Mehmet Ali Güller

NATO gelmeden yasağı geldi

13 Haziran 2022 Pazartesi

İsveç Komünist Partisi geçen hafta bir açıklama yaptı: “Seçim Komisyonu’ndan partimize gönderilen mesajda son 40 yıldır seçimlerde bizi temsil eden tanımın -İsveç Komünist Partisi- artık kullanılamayacağı söylendi.

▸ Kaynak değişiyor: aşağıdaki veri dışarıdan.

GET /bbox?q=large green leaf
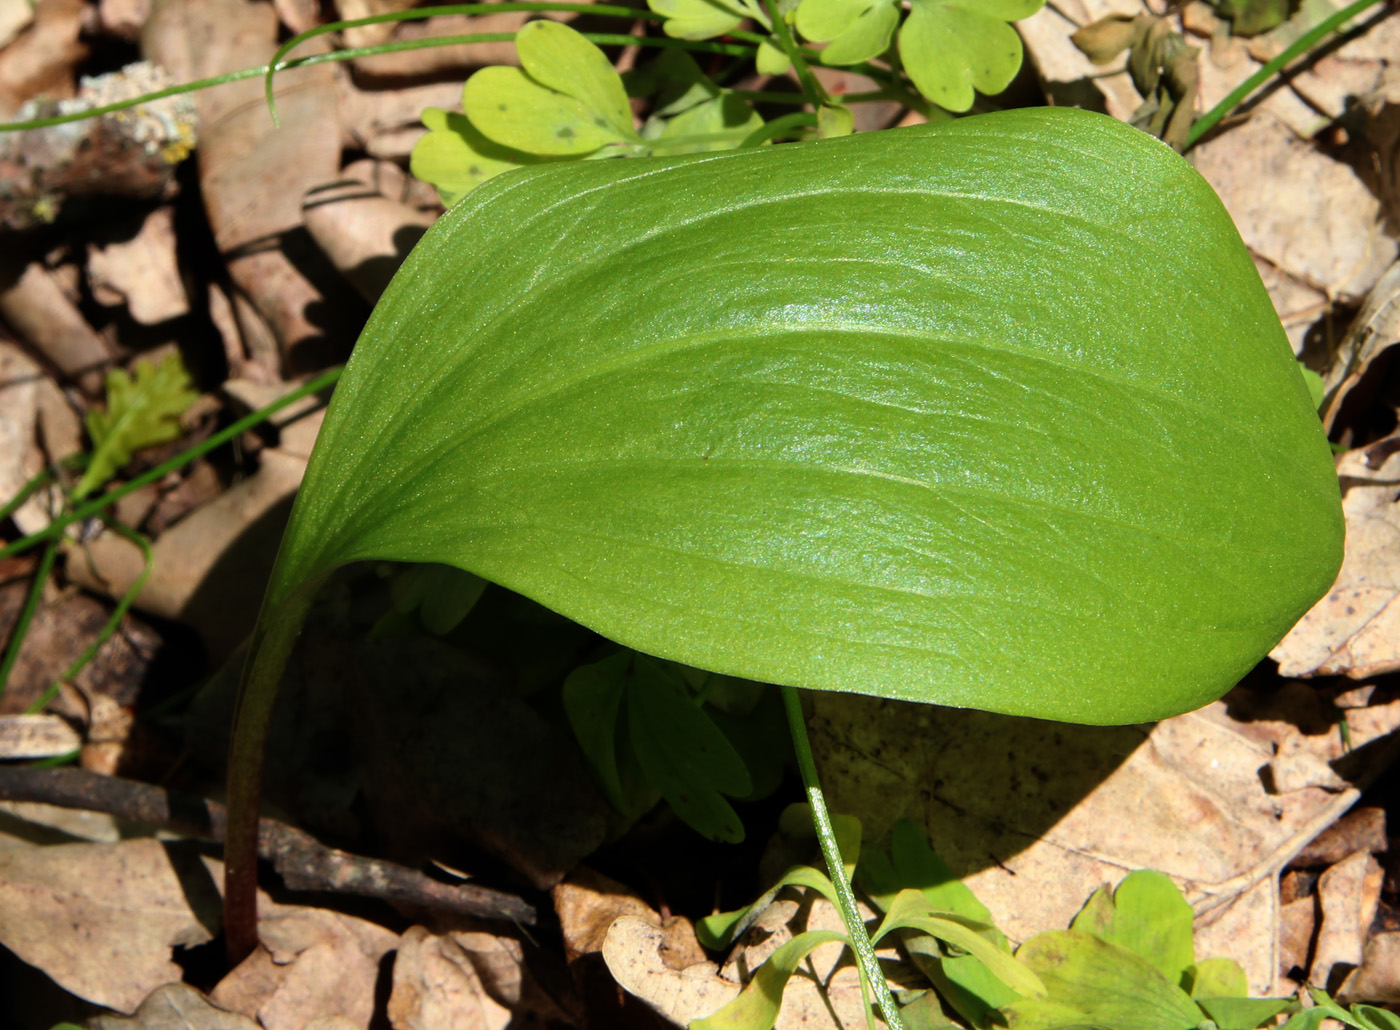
[256,107,1342,726]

Tüm bu zaman boyunca şartlarda hiçbir değişiklik olmamasına rağmen, Seçim Komisyonu bunun için bir diğer partinin kayıtlı tanımına benzemesini mazeret olarak gösterdi ki, o parti genel seçimlere katılmıyor bile.”

İtirazların ardından konu şöyle bağlandı: İsveç Komünist Partisi, 11 Eylül 2022’de yapılacak seçime, partinin kısaltması olan SKP adıyla katılabilecek!

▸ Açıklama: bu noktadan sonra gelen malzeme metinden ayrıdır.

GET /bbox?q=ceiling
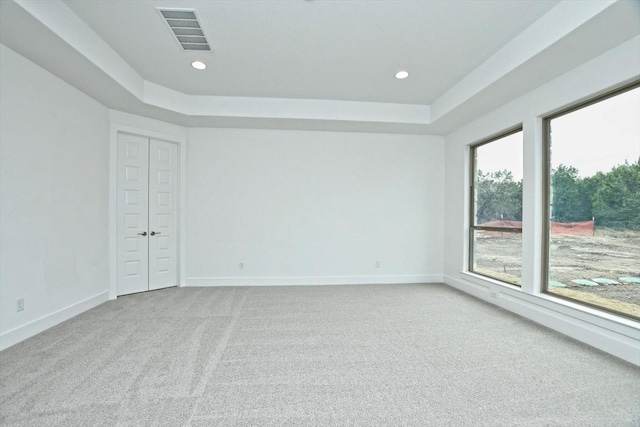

Peki ne oldu da 40 yıldır İsveç Komünist Partisi adıyla seçimlere katılabilen parti, bu kez SKP olarak seçime katılabilecek?

İSVEÇ KOMÜNİSTLERİ NATO’YA KARŞI

Olan şu: İsveç yönetimi, ABD’nin baskısıyla apar topar NATO’ya katılma başvurusu kararı aldı. Öyle ki kararın bu kadar hızlı ve tartışılmadan alınması, NATO’ya katılma taraftarı kimi politikacılar tarafından bile eleştirildi.

Ancak asıl tepki, tabi ki İsveç Komünist Partisi’nden geldi. Komünistler İsveç’in NATO’ya girmesine karşı çıktılar ve bu kararı alan iktidardaki Sosyal Demokrat Parti’ye sert tepki gösterdiler. İsveç’in 200 yıllık tarafsızlığını ortadan kaldıran bu girişimi, ihanet olarak yorumladılar.

Haliyle NATO’culuk daha ülkeye girmeye başlamadan, antikomünist uygulamalar bu seçim yasağıyla başlamış oldu. Yani NATO gelmeden yasağı gelmiş oldu İsveç’e...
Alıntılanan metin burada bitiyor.